The collaborative work of the Travelers’ Lab seeks not only to bring historians together with computer science and data visualization experts, but also seeks to extend these forms of collaborative research into the classroom. We also believe that allowing students to do actual research provides some of the best classroom experiences at the undergraduate level. In the future, we hope to include both new courses and pedagogical materials or resources that can be used for the teaching of other courses. We also hope that these materials will provide inspiration for other undergraduate assignments and research projects.
To date, there have been three courses specifically on the lines of the Travelers’ Lab. Starting in the fall of 2014, Professor Shaw taught a course looking at movement, travel, and communication in Europe titled, “The Acceleration of Europe: Mobility and Communication, 1000-1700.” The course introduced undergraduates to the methods and questions that the Travelers’ Lab focuses on and set the stage for a continuing interest in including undergraduates in the research and projects that we are working on today. In the Spring of 2015 Professor Torgerson taught “Re-imagining East and West: Constantinople” to explore the teaching of medieval history with a concentration on place, and deploying a project-based pedagogy. Then, in the fall of 2015 under the aegis of Wesleyan’s “Digital and Computational Knowledge” initiative, Professor Shaw taught a course in “Digital History.” Part of the goal of the course was to bring students together from computer science, statistics, history, and other disciplines to do the sort of work that can best be produced by a team with multiple skills. Some of those students have gone on to work with the QAC and with professor Shaw as research assistants. In spring 202o, Shaw is teaching a course on Travel and Communication in Europe. Professor Torgerson is teaching Constantinople: A Digital Archaeology of Medieval Rome.

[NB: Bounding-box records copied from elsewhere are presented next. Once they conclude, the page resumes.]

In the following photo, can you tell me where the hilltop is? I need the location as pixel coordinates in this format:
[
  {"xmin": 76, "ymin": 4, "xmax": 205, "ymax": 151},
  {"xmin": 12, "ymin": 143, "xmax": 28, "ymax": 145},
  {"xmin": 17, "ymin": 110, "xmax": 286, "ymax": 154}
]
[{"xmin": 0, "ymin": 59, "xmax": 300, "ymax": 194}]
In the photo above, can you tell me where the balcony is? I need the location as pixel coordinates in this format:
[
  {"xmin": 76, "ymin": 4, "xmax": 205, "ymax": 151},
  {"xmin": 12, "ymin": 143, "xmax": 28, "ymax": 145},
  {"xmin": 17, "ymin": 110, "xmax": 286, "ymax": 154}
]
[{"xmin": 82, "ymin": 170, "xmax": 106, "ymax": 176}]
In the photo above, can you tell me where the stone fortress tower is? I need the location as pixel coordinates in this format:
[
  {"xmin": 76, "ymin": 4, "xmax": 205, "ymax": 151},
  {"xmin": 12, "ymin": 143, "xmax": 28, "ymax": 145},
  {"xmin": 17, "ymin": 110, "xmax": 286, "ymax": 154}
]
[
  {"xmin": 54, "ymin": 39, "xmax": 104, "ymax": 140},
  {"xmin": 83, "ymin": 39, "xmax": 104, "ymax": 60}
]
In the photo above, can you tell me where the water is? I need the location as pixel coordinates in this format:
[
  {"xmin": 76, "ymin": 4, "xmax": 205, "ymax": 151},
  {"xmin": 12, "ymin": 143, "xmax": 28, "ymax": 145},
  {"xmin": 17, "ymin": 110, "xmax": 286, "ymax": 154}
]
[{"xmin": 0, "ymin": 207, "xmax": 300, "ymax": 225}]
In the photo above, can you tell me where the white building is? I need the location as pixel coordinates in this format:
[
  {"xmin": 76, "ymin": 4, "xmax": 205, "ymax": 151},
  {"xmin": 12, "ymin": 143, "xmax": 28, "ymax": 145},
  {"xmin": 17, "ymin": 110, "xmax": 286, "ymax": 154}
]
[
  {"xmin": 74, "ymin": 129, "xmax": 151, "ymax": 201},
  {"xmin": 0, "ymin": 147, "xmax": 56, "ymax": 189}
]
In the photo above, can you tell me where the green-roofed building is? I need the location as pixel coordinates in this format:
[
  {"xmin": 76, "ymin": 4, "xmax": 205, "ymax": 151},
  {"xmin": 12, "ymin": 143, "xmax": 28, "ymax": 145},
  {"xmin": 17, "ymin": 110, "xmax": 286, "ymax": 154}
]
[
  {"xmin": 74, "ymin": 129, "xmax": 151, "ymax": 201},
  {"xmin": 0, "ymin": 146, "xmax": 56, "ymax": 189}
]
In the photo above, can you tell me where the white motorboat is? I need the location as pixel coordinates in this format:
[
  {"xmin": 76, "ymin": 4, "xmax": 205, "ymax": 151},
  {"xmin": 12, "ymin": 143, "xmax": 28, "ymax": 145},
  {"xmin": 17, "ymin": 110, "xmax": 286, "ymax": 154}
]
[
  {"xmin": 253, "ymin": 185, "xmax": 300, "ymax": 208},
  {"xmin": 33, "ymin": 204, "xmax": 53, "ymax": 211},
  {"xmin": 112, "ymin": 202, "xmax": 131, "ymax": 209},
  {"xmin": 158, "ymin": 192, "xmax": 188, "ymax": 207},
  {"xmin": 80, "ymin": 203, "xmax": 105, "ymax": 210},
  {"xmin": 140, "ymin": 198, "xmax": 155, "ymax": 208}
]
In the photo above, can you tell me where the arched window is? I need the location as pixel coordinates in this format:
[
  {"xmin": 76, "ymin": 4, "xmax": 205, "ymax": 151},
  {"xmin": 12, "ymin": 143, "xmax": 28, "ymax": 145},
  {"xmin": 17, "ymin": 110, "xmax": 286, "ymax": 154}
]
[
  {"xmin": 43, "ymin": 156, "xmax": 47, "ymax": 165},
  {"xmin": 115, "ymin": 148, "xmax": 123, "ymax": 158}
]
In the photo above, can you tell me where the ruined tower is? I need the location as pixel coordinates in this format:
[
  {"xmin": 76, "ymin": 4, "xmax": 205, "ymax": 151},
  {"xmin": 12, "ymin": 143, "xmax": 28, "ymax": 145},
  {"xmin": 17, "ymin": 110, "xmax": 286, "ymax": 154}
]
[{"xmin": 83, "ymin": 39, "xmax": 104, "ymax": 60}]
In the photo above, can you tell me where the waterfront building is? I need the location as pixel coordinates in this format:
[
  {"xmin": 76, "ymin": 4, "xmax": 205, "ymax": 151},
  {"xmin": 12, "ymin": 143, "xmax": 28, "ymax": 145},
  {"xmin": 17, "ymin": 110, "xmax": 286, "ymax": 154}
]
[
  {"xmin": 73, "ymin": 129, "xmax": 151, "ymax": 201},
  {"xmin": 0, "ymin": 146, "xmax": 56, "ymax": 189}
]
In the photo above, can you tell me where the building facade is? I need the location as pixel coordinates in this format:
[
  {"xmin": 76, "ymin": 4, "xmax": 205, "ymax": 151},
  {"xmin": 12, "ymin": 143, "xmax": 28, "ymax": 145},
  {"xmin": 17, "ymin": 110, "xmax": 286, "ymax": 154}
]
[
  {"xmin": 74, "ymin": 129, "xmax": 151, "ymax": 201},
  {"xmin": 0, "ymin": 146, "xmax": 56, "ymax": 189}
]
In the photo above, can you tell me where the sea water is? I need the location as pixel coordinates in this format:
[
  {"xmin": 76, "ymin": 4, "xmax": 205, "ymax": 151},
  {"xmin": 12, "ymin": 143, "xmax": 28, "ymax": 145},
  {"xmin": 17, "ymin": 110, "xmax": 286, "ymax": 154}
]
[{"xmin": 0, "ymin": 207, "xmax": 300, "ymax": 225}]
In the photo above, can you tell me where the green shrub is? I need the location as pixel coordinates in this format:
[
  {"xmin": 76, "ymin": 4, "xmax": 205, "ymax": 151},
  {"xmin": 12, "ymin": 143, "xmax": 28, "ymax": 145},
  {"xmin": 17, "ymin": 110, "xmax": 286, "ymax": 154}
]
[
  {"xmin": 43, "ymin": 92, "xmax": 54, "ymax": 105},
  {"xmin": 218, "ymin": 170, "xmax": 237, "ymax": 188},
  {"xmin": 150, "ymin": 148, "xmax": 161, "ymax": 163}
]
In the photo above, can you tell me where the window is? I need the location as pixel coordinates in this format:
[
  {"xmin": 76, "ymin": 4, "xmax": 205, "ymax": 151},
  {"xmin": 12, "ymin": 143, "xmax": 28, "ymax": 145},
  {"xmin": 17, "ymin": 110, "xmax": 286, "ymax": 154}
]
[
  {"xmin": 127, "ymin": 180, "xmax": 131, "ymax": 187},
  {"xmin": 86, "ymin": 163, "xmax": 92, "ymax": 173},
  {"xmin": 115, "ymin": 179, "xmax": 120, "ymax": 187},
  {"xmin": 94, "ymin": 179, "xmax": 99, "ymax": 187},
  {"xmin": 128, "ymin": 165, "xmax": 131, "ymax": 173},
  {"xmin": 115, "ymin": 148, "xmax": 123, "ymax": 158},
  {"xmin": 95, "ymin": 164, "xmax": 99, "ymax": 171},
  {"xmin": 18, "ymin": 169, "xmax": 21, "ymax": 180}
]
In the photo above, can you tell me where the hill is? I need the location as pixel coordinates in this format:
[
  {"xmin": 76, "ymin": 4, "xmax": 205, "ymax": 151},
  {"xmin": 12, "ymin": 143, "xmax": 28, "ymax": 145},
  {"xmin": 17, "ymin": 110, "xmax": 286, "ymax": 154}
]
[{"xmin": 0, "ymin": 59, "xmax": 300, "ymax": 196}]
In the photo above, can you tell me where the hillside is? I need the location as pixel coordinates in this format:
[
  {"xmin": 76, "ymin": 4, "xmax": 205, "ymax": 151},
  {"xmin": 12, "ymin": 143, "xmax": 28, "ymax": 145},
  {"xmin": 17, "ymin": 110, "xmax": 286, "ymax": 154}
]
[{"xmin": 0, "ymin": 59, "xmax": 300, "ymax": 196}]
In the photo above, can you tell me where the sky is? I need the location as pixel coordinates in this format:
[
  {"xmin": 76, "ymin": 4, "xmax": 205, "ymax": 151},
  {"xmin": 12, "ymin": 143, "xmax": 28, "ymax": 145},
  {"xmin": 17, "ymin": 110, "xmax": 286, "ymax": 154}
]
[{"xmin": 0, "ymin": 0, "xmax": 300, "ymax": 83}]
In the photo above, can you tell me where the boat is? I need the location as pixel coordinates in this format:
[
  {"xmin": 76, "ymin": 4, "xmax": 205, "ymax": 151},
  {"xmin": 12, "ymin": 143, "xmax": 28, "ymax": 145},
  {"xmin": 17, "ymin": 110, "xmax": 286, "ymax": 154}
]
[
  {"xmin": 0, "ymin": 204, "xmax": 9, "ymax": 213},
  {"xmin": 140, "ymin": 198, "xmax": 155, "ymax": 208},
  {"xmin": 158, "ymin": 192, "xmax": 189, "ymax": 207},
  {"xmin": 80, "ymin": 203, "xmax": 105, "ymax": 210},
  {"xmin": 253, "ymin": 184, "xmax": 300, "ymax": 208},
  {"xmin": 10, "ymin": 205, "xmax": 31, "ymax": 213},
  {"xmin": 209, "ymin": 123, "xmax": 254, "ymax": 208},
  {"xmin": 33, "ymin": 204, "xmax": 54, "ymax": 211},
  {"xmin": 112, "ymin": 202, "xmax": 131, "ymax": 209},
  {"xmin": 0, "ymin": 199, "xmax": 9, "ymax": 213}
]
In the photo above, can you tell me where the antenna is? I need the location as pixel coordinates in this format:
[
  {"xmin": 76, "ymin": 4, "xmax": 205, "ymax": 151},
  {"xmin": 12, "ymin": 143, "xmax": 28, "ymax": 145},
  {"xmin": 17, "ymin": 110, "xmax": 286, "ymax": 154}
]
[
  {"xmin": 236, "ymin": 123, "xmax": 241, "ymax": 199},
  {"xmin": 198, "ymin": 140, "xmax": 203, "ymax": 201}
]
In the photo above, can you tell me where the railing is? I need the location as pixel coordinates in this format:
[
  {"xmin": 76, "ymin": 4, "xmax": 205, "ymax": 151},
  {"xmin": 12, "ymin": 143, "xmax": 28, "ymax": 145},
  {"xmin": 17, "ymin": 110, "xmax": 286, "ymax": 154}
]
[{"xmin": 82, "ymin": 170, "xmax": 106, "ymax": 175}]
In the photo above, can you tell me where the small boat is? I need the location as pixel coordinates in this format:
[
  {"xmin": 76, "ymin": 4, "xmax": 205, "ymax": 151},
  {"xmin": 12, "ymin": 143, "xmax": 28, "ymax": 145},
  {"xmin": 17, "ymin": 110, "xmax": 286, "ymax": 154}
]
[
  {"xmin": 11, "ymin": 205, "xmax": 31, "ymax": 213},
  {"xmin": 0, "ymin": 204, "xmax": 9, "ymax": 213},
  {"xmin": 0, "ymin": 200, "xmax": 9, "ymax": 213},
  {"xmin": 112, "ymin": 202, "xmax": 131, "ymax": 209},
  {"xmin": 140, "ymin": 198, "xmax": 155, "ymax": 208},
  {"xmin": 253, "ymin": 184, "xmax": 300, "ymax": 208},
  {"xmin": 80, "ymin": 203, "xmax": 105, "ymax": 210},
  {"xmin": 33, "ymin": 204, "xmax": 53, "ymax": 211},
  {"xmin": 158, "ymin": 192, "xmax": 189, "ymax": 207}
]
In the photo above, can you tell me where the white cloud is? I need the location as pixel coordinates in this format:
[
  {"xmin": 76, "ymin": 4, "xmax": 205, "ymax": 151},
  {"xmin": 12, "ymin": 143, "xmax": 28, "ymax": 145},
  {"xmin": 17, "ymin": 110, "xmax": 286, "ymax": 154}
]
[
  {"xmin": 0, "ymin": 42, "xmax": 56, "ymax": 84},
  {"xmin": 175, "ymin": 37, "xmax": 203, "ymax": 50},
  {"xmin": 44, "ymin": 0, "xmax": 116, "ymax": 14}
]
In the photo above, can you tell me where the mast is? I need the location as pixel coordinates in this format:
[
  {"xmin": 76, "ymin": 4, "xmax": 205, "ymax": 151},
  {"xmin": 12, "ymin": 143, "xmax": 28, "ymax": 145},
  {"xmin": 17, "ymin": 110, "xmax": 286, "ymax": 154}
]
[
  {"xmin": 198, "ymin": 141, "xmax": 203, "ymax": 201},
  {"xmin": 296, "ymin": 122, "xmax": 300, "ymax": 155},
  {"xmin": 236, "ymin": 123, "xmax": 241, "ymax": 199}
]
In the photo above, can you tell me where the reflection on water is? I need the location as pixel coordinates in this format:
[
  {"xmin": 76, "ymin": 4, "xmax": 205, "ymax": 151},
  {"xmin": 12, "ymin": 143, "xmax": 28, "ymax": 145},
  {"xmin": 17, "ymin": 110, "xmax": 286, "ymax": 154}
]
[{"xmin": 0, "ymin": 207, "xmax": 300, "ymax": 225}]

Through interactions at the Wesleyan University GIS working group (hosted by Prof. Kim Diver), Shaw and Torgerson began to realize the possibilities, not only for more collaborative pedagogy and research projects, but for bringing the two “dimensions” of the academic vocation more in tune with each other. A c0nnection with Prof. Franklin-Lyons’ research on tracking the late medieval grain supply in the Western Mediterranean, and the possibilities opened up by Marlboro College’s highly collaborative pedagogical model brought the Traveler’s Lab into existence.